Now, Austinites will say, "It's not fair to compare Austin to NYC." And they are right. It's not fair. But perhaps the most irritating thing about Austin is that it admits this, and then instantly takes it back, because it has such a love affair with itself. Unbelievably obsessed with South by Southwest, Slacker, the University of Texas, the local music scene, Lance Armstrong, residue hippie-ism, and with keeping itself weird, Austin is more of a piece than any place I've ever lived. Leaving aside "the punks" (about whom more later) and probably the members of the Texas legislature, almost every single person I met in Austin was INTO all the above things. Every weekend the city would almost shut down to participate in a UT game, or some Lance Armstrong parade, or some hippie craft-fair bullshit, or the ubiquitous "live music" outdoors.

Seriously, it was like living in a cult, because to me the defining aspect of a cult is a lack of irony. Like, even Catholics can make jokes about themselves. Ditto, Jews. But like any cult, Austin's self-love was so pervasive that talking about "the outside world" always occasioned this weird blend of ignorance and animosity. To hear Austin talk about Dallas or Houston or San Antonio was so completely defensive; as if people living in these other cities were being scammed. To me, any place in the south or midwest trying to call out some other city on being culturally impoverished, backward, etc, is just the pot calling the kettle black. It's like Austin took the very slight "oh hey this place is better than Alabama" kudos it received, ran with it, and then started blocking its ears from then on.

Here's a rundown:
-real art museum? no.
-real airport? no.
-hippies? yes.
-two-years-behind hipsters? yes.
-fairly small and scenester-oriented punk scene? yes.
-a bunch of emos hopelessly involved with keyboards? yes.
-art-house cinema? no.
-literary or academic culture? no.
-bike lanes? no.
-horrible highway and mall traffic? yes.
-unspoken and uncomfortable racial tensions? yes.
-cool bars? no.
-dozens of lame, vaguely themed bars? yes.

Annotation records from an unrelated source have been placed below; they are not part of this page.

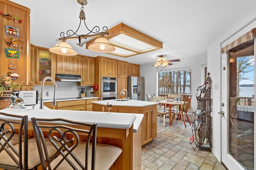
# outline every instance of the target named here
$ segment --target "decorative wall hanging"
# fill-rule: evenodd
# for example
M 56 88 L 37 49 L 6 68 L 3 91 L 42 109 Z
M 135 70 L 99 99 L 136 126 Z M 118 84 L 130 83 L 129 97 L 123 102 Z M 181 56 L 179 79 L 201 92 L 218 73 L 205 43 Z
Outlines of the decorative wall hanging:
M 18 74 L 14 73 L 11 74 L 10 77 L 12 79 L 12 80 L 14 81 L 17 80 L 18 78 L 19 78 L 19 76 L 20 75 L 19 75 Z
M 12 47 L 19 47 L 19 45 L 18 45 L 19 40 L 18 40 L 18 39 L 13 38 L 11 39 L 11 42 L 8 42 L 8 40 L 7 39 L 5 39 L 4 41 L 9 47 L 11 47 L 11 46 L 12 46 Z
M 19 50 L 16 49 L 6 49 L 6 57 L 12 59 L 19 58 Z
M 18 18 L 18 17 L 16 16 L 11 16 L 9 14 L 4 14 L 2 13 L 2 11 L 0 11 L 0 15 L 2 16 L 3 17 L 4 17 L 7 19 L 8 20 L 12 20 L 16 23 L 21 23 L 21 22 L 22 22 L 22 20 L 20 19 L 20 18 Z
M 16 69 L 17 66 L 16 66 L 16 65 L 14 64 L 10 64 L 8 66 L 8 68 L 10 70 L 14 70 Z
M 6 32 L 7 35 L 19 37 L 19 29 L 10 26 L 6 25 Z

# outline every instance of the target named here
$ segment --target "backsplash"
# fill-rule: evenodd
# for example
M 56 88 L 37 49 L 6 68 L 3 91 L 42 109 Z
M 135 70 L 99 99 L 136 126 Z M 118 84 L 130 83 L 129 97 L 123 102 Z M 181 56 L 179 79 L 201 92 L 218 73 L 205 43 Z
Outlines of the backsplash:
M 55 92 L 56 98 L 80 97 L 81 89 L 84 88 L 89 89 L 89 86 L 78 86 L 76 82 L 56 82 L 57 87 Z M 41 86 L 35 86 L 34 90 L 41 91 Z M 54 92 L 54 86 L 44 85 L 44 98 L 53 98 Z M 48 96 L 47 96 L 47 95 Z

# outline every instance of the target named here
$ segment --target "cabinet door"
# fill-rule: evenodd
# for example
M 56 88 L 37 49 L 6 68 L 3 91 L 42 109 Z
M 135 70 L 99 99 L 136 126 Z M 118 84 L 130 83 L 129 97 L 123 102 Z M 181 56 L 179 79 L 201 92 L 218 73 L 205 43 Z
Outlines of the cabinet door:
M 28 68 L 28 85 L 34 85 L 36 83 L 36 53 L 35 48 L 30 45 L 30 53 L 29 55 L 30 66 Z
M 132 64 L 127 64 L 127 76 L 133 76 L 132 75 Z
M 46 76 L 55 77 L 56 73 L 56 57 L 46 49 L 36 49 L 36 83 L 40 84 L 42 80 Z M 46 84 L 52 84 L 47 80 Z
M 82 70 L 82 59 L 80 56 L 69 56 L 69 74 L 81 74 Z
M 101 59 L 101 76 L 108 77 L 110 76 L 108 70 L 109 59 L 102 58 Z
M 126 62 L 118 61 L 118 77 L 126 78 L 127 77 L 127 63 Z
M 57 73 L 69 73 L 69 56 L 57 55 Z
M 127 78 L 118 78 L 117 80 L 117 98 L 122 99 L 126 98 L 126 94 L 122 95 L 120 92 L 123 89 L 127 89 Z
M 82 57 L 82 86 L 93 86 L 94 83 L 94 61 L 91 58 Z
M 140 66 L 136 65 L 132 66 L 133 76 L 140 76 Z
M 117 77 L 117 61 L 109 60 L 109 76 Z

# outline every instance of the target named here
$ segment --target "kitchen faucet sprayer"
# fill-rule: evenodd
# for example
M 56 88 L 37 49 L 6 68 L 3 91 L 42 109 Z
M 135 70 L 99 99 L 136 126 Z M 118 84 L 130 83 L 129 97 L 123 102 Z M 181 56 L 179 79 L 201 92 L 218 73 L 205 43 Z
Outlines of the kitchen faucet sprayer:
M 125 98 L 124 98 L 124 100 L 125 100 L 126 101 L 128 101 L 129 100 L 129 99 L 128 99 L 128 98 L 127 97 L 127 93 L 128 92 L 127 92 L 127 90 L 126 89 L 123 89 L 122 90 L 122 91 L 121 91 L 121 92 L 120 92 L 120 94 L 122 95 L 124 95 L 125 93 L 124 92 L 124 91 L 125 91 L 126 92 L 126 97 Z
M 53 96 L 53 101 L 52 101 L 52 106 L 57 105 L 56 100 L 55 100 L 55 90 L 57 87 L 56 82 L 52 77 L 46 76 L 43 78 L 41 82 L 41 92 L 40 92 L 40 109 L 44 109 L 44 83 L 47 80 L 50 80 L 53 83 L 54 85 L 54 92 Z

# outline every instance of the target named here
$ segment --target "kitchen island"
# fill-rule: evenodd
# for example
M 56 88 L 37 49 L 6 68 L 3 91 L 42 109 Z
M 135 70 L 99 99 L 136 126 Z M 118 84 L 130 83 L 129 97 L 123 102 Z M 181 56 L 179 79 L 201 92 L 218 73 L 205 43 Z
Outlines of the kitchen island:
M 153 141 L 157 135 L 157 111 L 156 102 L 123 99 L 100 100 L 92 102 L 92 111 L 108 111 L 108 103 L 112 105 L 111 112 L 130 113 L 143 114 L 142 123 L 141 143 L 142 145 Z
M 50 109 L 44 107 L 39 109 L 39 105 L 33 108 L 27 106 L 26 109 L 8 108 L 0 112 L 17 115 L 28 116 L 29 135 L 34 136 L 30 121 L 31 117 L 56 118 L 62 117 L 74 121 L 87 123 L 97 123 L 97 141 L 117 146 L 122 149 L 122 152 L 111 166 L 111 170 L 140 170 L 141 164 L 133 162 L 139 160 L 141 154 L 134 154 L 133 149 L 140 148 L 141 143 L 134 143 L 134 134 L 140 132 L 140 125 L 142 116 L 140 114 L 108 112 L 77 111 Z M 136 140 L 135 140 L 136 141 Z M 138 146 L 136 146 L 136 145 Z M 139 146 L 138 146 L 139 145 Z

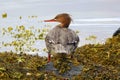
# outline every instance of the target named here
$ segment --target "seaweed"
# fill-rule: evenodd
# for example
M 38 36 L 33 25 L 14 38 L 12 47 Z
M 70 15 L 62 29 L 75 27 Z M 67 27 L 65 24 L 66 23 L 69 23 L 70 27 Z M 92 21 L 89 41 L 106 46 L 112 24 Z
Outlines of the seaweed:
M 0 79 L 2 80 L 120 80 L 120 35 L 108 38 L 104 44 L 86 44 L 71 55 L 52 57 L 58 73 L 47 71 L 47 58 L 38 55 L 0 53 Z M 75 66 L 81 71 L 63 76 Z M 72 72 L 71 72 L 72 73 Z

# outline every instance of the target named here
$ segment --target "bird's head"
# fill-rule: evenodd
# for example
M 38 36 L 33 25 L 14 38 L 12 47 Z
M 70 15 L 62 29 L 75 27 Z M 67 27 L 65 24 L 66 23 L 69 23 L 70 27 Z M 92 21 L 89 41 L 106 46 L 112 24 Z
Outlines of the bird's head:
M 60 22 L 61 27 L 68 28 L 71 21 L 72 19 L 69 14 L 62 13 L 62 14 L 58 14 L 55 18 L 50 20 L 45 20 L 44 22 Z

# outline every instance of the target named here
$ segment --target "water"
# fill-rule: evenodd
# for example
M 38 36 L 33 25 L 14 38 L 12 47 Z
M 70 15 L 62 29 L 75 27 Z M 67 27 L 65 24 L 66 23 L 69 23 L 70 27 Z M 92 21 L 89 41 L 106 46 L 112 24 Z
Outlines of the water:
M 24 25 L 25 27 L 31 27 L 34 26 L 37 28 L 44 28 L 45 25 L 51 25 L 51 29 L 58 23 L 45 23 L 42 22 L 42 20 L 37 18 L 28 18 L 28 17 L 22 17 L 22 19 L 19 19 L 19 17 L 8 17 L 6 19 L 0 19 L 0 29 L 7 28 L 9 26 L 16 27 L 20 25 Z M 109 37 L 112 37 L 113 33 L 119 28 L 119 24 L 88 24 L 84 23 L 81 24 L 81 22 L 75 22 L 70 25 L 70 28 L 73 30 L 79 31 L 78 35 L 80 38 L 79 46 L 89 44 L 89 43 L 104 43 L 105 40 Z M 90 41 L 86 40 L 87 37 L 94 35 L 97 36 L 96 40 Z M 0 42 L 5 41 L 9 42 L 12 38 L 10 36 L 2 36 L 0 34 Z M 29 54 L 39 54 L 40 56 L 47 56 L 47 53 L 42 51 L 43 48 L 45 48 L 45 42 L 43 41 L 37 41 L 34 45 L 36 48 L 40 49 L 40 52 L 28 52 Z M 1 47 L 0 52 L 2 51 L 9 51 L 13 50 L 13 47 Z

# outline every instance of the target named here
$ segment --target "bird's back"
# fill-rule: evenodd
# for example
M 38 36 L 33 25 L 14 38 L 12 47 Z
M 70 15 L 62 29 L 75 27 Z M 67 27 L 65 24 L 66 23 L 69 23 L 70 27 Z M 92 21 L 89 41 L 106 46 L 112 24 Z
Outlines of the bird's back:
M 79 37 L 68 28 L 56 26 L 45 38 L 50 53 L 72 53 L 78 46 Z

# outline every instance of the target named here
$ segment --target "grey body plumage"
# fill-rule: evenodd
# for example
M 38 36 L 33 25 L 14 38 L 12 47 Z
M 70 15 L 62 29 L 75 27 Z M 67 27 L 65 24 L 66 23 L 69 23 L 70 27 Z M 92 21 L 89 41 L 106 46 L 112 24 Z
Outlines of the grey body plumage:
M 47 34 L 45 42 L 51 54 L 70 54 L 77 48 L 79 37 L 73 30 L 57 25 Z

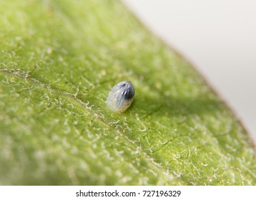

The worst part is that there are all of ten cool things to do in town, and these things are all anyone talks about, as if forgetting that after you've lived there for two weeks, you are completely sick of what there is to do.

I dunno, maybe it's hard to get around nyc, everything is expensive, and the people are ridiculous, but people care about their own lives, whereas much of Austin lives vicariously through the city's life as a whole, which being extremely dull, makes it on a whole feel like a fischer price "My First City" instead of an interesting place to live. Also, fuck being laid-back.